Still, construction is underway throughout the country for surfaces amounting to well over 10% of the current modern warehouse stock (we estimated that around half a million sq. m might come online this year) and most developers wouldn’t go this far as long as they didn’t notice any specific interest from tenants; speculative developments still retain a fairly low share. Furthermore, retail sales are up by 6% in 1Q19 compared to a year ago, enough to keep Romania as one of the most dynamic in the EU in terms of private consumption growth.
Wage growth has remained surprisingly sticky at above 10% for the last years (including at the start of 2019), which bodes well for consumption and, in turn, the market for storage spaces. Amid this backdrop, retailers (from fashion players to supermarkets) are expanding at a jaw-dropping pace: for instance, the largest supermarket chain in the country wants to increase its number of stores by more than twofold in the next four years.
As such, we remain confident with our call that the market can see some 0.4-0.5 million sq. m of new warehouses come online this year in spite of a seemingly soft start of the year, as our contact with market participants and our own pipeline are indicative of another strong year.
Overall, while Bucharest has remained at the forefront of demand in recent years, we believe that the market is ready to shift towards a much more diversified approach. Unfortunately, progress in terms of infrastructure works remains uneven and given the limited state budget room to accommodate such large investments, we do not expect any major breakthroughs in the next couple of years (just to detail, a breakthrough would be a complete highway on the North-South or East-West axis).
(Source: www2.colliers.com)
Investment Market in Bucharest in Q1 2019
The Q1 2019 property investment volume for Romania is estimated at circa €119.5 million, a value almost three times the one registered in the same period of 2018 (€44 million). Moreover, there are a number of transactions in different stages of negotiations that will most likely be concluded during the remainder of 2019.
In comparison with Q1 2018, the number of transactions decreased, however, the average deal size increased, standing at approximately €40 million.

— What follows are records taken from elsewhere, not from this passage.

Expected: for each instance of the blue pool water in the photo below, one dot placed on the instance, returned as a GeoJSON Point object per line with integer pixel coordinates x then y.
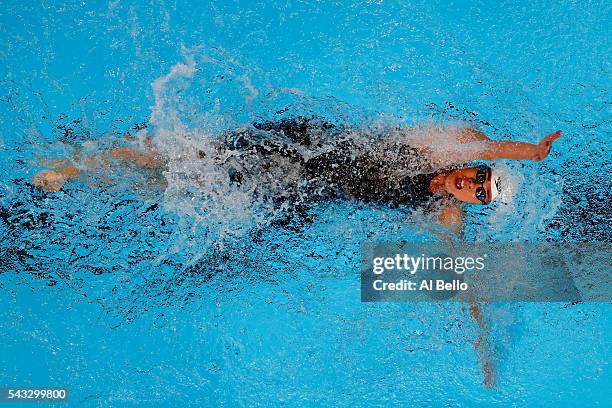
{"type": "Point", "coordinates": [134, 297]}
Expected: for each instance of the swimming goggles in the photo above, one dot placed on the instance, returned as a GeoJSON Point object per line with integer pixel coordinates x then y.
{"type": "Point", "coordinates": [481, 177]}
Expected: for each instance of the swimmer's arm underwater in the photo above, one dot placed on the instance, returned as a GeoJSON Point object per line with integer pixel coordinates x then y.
{"type": "Point", "coordinates": [488, 149]}
{"type": "Point", "coordinates": [451, 218]}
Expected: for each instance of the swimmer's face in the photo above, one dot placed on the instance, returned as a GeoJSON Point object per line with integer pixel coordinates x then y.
{"type": "Point", "coordinates": [470, 184]}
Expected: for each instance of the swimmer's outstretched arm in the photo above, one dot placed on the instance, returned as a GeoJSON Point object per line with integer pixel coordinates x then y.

Bucharest accounted for less than 4% of the total investment volume, mainly due to a very large retail portfolio transaction that closed during Q1 in various regional cities.
Market volumes were dominated by retail transactions (almost 95%), while office accounted for less than 4%. The largest transaction registered in the first quarter of 2019 was the acquisition of a retail portfolio, comprising 9 shopping centers totaling 68,000 sq. m in the regional cities of Romania.
The macro-economic forecast for Romania continues to be positive, despite some recent concerns.
On the financing side, terms and conditions are getting closer to what can be expected in the core CEE markets.
Consequently, sentiment is strong, with a total volume for 2019 estimated to surpass to the €1.1 billion mark. Prime office yields are at 7.25%, prime retail yields at 7.0%, while prime industrial yields are at 8.25%. Yields for retail are at the same level as 12 months ago, while office and industrial yields have compressed by 25 bps over the year. There is a very soft downward pressure on yields, however, in 2019 we do not expect any compression due to the lack of prime product transactions.